You can use a loop not just to print values, but also to compute values. The following is a boolean test for primality:

def isPrime (n : Nat) : Bool := do
  if n < 2 then false else
    for i in [2:n] do
      if n % i = 0 then
        return false
      if i * i > n then
        return true
    true

You can use such a function with the list primitives to construct a list of the first 10,000 prime numbers.

#eval (List.range 10000).filter isPrime

But you can also use it with Lean’s support for arrays. Within the formal foundation these are modeled as lists, but the compiler implements them as dynamic arrays, and for efficiency it will modify values rather than copy them whenever the old value is not referred to by another part of an expression.

def primes (n : Nat) : Array Nat := do
  let mut result := #[]
  for i in [2:n] do
    if isPrime i then
      result := result.push i
  result

#eval (primes 10000).size

Notice the notation: #[] denotes a fresh array (Lean infers the type from context), and the Array.push function adds a new element at the end of the array.

The following example shows how to compute a two-dimensional array, a ten by ten multiplication table.

def mulTable : Array (Array Nat) := do
  let mut table := #[]
  for i in [:10] do
    let mut row := #[]
    for j in [:10] do
      row := row.push ((i + 1) * (j + 1))
    table := table.push row
  table

#eval mulTable

Alternatively, you can use the function Array.mkArray to initialize an array (in this case, to the values 0), and then use the Array.set! function to replace the elements later one.

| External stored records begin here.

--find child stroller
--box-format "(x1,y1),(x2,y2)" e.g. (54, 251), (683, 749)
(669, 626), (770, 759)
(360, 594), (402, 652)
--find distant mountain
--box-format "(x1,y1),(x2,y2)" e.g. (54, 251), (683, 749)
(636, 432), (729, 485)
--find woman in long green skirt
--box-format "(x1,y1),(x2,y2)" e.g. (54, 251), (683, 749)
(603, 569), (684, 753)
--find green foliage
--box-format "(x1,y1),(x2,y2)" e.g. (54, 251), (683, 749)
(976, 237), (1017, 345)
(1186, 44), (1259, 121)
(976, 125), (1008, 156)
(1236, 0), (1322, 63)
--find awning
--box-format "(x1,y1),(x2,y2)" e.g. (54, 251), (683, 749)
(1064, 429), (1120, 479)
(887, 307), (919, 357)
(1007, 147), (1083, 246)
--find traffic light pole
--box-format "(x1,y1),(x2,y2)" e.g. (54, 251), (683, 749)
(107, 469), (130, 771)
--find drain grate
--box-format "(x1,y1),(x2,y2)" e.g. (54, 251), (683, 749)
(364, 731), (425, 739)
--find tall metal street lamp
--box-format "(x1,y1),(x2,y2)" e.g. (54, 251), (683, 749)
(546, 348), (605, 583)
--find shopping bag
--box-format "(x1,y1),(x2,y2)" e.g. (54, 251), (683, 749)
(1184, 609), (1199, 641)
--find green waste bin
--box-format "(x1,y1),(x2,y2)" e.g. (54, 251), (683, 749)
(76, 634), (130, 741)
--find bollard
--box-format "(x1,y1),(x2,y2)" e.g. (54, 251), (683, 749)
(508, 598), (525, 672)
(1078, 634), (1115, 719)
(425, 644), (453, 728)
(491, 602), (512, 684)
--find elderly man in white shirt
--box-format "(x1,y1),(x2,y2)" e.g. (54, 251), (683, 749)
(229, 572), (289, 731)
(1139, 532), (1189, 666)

def mulTable' : Array (Array Nat) := do
  let mut s : Array (Array Nat) := mkArray 10 (mkArray 10 0)
  for i in [:10] do
    for j in [:10] do
      s := s.set! i $ s[i].set! j ((i + 1) * (j + 1))
  s

Here we replace the ith row by the previous ith row, with the jth column updated.

The following snippet prints out the table. The idiom show T from t is a way of telling Lean that term t should have type T. Writing @id T t has a similar effect, as does writing (t : T). (A difference is that the first two expressions have type T exactly, whereas (t : T) ensures that t has a type that Lean recognizes as being equivalent to T.)

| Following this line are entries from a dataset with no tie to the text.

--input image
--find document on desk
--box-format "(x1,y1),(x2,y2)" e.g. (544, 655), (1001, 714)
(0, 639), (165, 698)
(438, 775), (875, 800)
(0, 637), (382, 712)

#eval show IO Unit from do
  for i in [:10] do
    for j in [:10] do
      let numstr := toString mulTable[i][j]
      -- print 1-3 spaces
      IO.print $ " ".pushn ' ' (3 - numstr.length)
      IO.print numstr
    IO.println ""

3.5. Exercises

  1. Using operations on List, write a Lean function that for every \(n\) returns the list of all the divisors of \(n\) that are less than \(n\).

  2. A natural number \(n\) is perfect if it is equal to the sum of the divisors less than \(n.\) Write a Lean function (with return type Bool) that determines whether a number \(n\) is perfect. Use it to find all the perfect numbers less than 1,000.

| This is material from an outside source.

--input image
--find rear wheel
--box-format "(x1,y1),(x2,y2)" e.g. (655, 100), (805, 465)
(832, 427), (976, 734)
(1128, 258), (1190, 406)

  3. Define a recursive function \(\fn{sublists}(\ell)\) that, for every list \(\ell\), returns a list of all the sublists of \(\ell\). For example, given the list \([1, 2, 3]\), it should compute the list

    \[[ [], [1], [2], [3], [1,2], [1,3], [2, 3], [1, 2, 3] ].\]

    The elements need not be listed in that same order.

  4. Prove in Lean that the length of \(\fn{sublists}(\ell)\) is \(2^{\fn{length}(\ell)}\).

  5. Define a function \(\fn{permutations}(\ell)\) that returns a list of all the permutations of \(\ell\).

  6. Prove in Lean that the length of \(\fn{permutations}(\ell)\) is \(\fn{factorial}(\fn{length}(\ell))\).

  7. Define in Lean a function that, assuming \(\ell\) is a list of lists representing an \(n \times n\) array, returns a list of lists representing the transpose of that array.

  8. Write a program that solves the Tower of Hanoi problem with \(n\) disks on the assumption that disks can only be moved to an adjacent peg. (See Section 2.5.)

  9. Write a program that solves the Tower of Hanoi problem with \(n\) disks on the assumption that disks can only be moved clockwise. (See Section 2.5.)

  10. Define a Lean data type of binary trees in which every node is numbered by a label. Define a Lean function to compute the sum of the nodes in such a tree. Also write functions to list the elements in a preorder, postorder, and inorder traversal.